The folks at Google Magenta presented a paper on efficient neural audio synthesis. What I find more relevant is the follow-up, currently under review for ICLR, which is basically what I wanted to do to kick off my PhD. Oh well. Check it out though, the examples are quite impressive. And yet, lots of work still to be done…

FMP Notebooks

Müller et al. probably didn’t “need” to write this paper since the notebooks kind of stand on their own, but I suppose it is rather like a “companion paper” since, unfortunately, papers are still the most important thing in research. Read the paper, check out the notebooks, read the FMP book… it’s all good stuff.

Invariance Through Complex Basis Functions

At a glance, the paper by Lattner et al. is a bit too complex for me (hahaha), but this is definitely something I’ll be playing around with in the near future in order to gain some understanding. The idea is to learn invariances to several “simple” kinds of transformations such as transposition or time-shifting, although the authors also demonstrate uses in the image domain (e.g. rotation). Unfortunately, the paper leaves out most ofthe visualizations of the learned filters that were on the poster, which looked really intriguing.

Mosaic Style Transfer with Autocorrelograms

This paper by MacKinlay et al. sounded super cool (and he was really nice to talk to at the poster!), but I have to admit that this goes way over my head mathematically. Another one I’m going to have to do some tinkering with. :) Unfortunately they don’t include sound examples in the paper, but it provides a method doing “musical style transfer” (i.e. transfering the timbre of one signal onto the melody of another). While this isn’t “new” per se, the approach sounds quite sensible, plus it’s IMHO more attractive than just “letting a neural network do it”, which most style transfer solutions nowadays seem to go for.

Late-breaking Demos

The LBD session was for “experimental” stuff that wasn’t ready in time for the regular deadline; it was also “just” posters (and optional demos), no papers. Unfortunately, there was very little time given the sheer amount of stuff, so here are just some quick highlights:

The guys from this paper seemed to have finished their “intuitively controllable” synthesizer. Not sure when/if/where they’re going to release it though…
Apparently, differentiable synthesizers are getting more popular right now: Hirata et al. tested “deep frequency modulation synthesis”. Looks like this was already published at CMMR, so I’m not sure why it was in the session, and it looks like it needs a lot of work, but I thought it was cool.
There was a poster on cross-fading between two audio tracks in the time-frequency domain, i.e. cross-fade different frequencies at different times. Unfortunately I don’t have a link!

Unconference

There was an “unconference” session with some interesting topics.
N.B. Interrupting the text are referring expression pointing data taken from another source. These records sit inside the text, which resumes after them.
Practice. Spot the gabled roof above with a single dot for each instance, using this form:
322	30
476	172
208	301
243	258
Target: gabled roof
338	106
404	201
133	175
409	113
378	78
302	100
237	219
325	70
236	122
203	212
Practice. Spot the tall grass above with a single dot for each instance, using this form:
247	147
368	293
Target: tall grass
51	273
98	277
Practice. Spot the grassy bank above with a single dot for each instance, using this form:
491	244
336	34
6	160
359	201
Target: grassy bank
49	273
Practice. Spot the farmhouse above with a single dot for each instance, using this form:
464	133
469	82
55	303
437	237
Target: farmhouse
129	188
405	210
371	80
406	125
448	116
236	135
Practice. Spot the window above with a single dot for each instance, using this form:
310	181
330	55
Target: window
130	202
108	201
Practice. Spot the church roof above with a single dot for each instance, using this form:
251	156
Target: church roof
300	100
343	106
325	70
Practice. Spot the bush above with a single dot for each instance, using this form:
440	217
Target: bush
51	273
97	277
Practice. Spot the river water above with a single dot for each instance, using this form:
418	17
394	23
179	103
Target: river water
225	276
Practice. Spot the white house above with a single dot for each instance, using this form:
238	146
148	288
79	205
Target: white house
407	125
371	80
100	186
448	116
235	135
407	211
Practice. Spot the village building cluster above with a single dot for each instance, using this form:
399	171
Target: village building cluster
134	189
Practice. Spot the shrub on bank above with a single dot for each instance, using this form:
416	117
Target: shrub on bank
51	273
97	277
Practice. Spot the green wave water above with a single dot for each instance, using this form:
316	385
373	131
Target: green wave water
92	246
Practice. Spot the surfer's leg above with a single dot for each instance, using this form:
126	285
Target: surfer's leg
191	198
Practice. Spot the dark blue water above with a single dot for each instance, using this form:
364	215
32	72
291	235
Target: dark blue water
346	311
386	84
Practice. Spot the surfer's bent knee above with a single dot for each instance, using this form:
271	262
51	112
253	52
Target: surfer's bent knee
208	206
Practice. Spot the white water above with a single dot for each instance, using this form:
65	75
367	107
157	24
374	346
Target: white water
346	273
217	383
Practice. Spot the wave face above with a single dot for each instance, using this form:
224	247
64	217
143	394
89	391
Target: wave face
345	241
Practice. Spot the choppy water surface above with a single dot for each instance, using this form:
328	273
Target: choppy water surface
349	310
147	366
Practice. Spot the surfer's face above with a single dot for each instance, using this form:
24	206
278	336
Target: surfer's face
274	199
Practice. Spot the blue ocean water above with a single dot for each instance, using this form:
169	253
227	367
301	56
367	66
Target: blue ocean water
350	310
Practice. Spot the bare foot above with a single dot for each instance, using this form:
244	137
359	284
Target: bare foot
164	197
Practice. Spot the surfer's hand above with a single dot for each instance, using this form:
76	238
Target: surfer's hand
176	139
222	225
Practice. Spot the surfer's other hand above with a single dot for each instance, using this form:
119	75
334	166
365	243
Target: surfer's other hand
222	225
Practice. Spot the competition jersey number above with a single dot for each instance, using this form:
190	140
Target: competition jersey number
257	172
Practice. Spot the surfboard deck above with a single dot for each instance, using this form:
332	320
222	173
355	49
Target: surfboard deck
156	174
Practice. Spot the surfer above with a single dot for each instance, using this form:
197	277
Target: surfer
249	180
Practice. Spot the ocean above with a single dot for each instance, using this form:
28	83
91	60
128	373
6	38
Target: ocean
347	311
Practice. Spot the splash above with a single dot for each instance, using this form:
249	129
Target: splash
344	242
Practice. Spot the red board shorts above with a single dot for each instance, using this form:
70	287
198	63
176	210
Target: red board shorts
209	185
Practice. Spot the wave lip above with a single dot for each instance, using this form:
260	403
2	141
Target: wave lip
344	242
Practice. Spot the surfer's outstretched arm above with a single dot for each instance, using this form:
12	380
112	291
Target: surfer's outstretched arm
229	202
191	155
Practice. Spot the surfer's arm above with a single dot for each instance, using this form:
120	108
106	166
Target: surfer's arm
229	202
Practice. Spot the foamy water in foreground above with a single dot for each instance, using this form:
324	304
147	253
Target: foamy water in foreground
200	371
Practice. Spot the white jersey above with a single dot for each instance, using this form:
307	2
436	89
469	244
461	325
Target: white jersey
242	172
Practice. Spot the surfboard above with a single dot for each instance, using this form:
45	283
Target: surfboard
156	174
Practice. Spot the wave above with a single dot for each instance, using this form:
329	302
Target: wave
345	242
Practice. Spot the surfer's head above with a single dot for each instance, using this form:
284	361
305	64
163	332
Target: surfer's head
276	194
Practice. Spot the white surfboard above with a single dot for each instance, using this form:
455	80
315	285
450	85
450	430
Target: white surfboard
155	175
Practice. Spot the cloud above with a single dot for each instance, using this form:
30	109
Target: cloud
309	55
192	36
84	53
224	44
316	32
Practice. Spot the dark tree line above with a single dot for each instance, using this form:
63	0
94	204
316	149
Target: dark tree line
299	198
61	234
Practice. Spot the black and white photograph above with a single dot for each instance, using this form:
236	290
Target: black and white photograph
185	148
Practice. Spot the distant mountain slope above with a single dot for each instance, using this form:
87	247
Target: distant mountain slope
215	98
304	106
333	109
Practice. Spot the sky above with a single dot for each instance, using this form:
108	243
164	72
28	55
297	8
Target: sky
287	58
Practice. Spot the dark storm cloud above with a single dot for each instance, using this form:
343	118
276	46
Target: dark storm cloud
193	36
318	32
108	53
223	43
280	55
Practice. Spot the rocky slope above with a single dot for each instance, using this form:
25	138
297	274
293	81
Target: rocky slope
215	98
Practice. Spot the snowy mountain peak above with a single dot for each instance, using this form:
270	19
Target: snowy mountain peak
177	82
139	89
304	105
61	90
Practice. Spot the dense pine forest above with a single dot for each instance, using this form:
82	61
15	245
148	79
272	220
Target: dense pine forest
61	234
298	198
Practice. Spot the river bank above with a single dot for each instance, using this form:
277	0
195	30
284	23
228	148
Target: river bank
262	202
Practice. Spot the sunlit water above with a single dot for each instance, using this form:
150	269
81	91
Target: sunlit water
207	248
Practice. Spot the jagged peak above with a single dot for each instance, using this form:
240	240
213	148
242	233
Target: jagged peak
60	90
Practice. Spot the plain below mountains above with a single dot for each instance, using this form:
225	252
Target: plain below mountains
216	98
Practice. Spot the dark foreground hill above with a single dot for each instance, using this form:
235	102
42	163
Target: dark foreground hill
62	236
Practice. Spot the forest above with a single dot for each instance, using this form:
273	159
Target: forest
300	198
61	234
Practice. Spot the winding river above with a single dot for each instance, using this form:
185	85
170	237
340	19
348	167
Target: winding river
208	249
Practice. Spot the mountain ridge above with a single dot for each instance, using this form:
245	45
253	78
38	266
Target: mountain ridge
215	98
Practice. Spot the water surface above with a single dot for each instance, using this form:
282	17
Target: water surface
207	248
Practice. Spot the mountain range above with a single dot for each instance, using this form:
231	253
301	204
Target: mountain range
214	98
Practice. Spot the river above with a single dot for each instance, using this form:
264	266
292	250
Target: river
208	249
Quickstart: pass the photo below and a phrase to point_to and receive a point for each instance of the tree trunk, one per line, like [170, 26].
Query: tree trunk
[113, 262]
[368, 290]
Unfortunately, it overlapped with the LBD session, so I ended up not going… Shame, the whole conference was set up in a “single-track” way, but it seems like they just wanted to do a bit too much on Friday, so this kinda fell under the wagon. Maybe next year!

In Closing

A few more general takeaways:

Deep Learning is taking over MIR (of course…), but the methodology seems to be rather simple still. I.e. the models used are often fairly “vanilla” and there is little in terms of interpretability/understanding what’s going on inside. I suppose this will become more relevant once the models really start saturating on the main MIR tasks and progress will require new approaches. I feel like a kind of meta-review on the state of DL in MIR could be useful.
Please don’t read your one-hour keynote presentation in the evening. Bad combination.
Five days is a bit much for me. Around the fourth day or so, I really felt my mental capacities decreasing, and crowding around posters for hours a day became really exhausting. For people for whom this is an issue, it might be necessary to plan your visit a bit more, e.g. not going to all the events on the first days to conserve your energy.

Overall, ISMIR 2019 was a great time! Met plenty of nice people, ate some great food, got lots of new input… And motivation to submit something to next one so we can go to Montreal next year. :) See you there!